今宵は天使と輪舞曲を。
今はどうだろう。彼女にはキャロラインという友人ができ、ブラフマン家に招待された。そして初日には彼女と乗馬を楽しんだブラフマン伯爵もまた、メレディスを気に入ったようだった。彼はメレディスに優しい視線を向けていた。
なぜブラフマン邸に来たとたん、自分たち一家ではなく使用人のような扱いのメレディスが優遇されるのか。
彼女は両親を失った。女の身では地位も名誉もない彼女の身寄りは唯一ヘルミナの母親であるエミリアのみ。居候の身でありながら、しかも疫病神のような存在の彼女が脚光を浴びるなんて許されないことだ。
――気に入らない。
鼻は小さくて低いし太っている不器量な自分は美人だともてはやされている姉よりもずっと劣るが、少なくともメレディスには勝っているはずだ。

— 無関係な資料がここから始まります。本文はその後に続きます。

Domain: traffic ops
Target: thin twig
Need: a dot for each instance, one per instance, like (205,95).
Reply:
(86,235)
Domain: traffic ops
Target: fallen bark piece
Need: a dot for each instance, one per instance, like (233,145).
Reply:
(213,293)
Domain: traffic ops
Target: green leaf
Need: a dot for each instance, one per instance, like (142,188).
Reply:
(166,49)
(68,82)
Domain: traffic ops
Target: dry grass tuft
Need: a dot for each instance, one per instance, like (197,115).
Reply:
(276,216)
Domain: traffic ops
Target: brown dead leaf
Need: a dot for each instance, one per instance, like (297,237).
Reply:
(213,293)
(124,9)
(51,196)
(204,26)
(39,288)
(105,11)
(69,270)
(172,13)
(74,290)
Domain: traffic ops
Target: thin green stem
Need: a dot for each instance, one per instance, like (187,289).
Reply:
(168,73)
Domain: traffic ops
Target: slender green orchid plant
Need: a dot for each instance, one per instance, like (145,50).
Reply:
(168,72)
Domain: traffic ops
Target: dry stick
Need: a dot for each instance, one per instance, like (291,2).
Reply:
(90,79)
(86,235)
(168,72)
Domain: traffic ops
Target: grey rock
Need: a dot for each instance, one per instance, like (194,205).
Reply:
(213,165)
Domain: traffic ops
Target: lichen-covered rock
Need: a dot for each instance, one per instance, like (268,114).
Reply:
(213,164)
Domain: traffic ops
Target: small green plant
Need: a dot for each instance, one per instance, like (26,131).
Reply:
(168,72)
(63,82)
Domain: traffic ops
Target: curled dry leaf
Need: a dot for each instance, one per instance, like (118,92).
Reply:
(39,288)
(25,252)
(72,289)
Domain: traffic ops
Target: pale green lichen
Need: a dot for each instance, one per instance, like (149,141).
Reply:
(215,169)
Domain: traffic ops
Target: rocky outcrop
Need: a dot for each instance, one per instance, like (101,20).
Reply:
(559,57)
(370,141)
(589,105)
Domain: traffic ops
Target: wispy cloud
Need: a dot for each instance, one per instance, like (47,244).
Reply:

人々を死に追いやる彼女は蔑まれて当然で、自分よりもずっと格下でなくてはならない。
「いいわ、答えないつもりね」
ヘルミナは腰に両手を当てて外を見た時だ。庭の奥の方で人のような何かが動いたのが見えた。
「あれは……誰かしら。メレディスじゃない?」
ヘルミナはただ人影を見ただけだ。庭師の可能性だってある。
それなのに、ヘルミナはなぜかあの人影がメレディスかもしれないという気がして仕様が無いのだ。
部屋から消えたメレディスと庭の方に見えた人影。あまりにもタイミングが良すぎないだろうか。
壁に掛けられた時刻は午後四時を回っている。
キャロラインが自分から遠ざけるためにお気に入りの書斎へ案内したのだとすれば――……。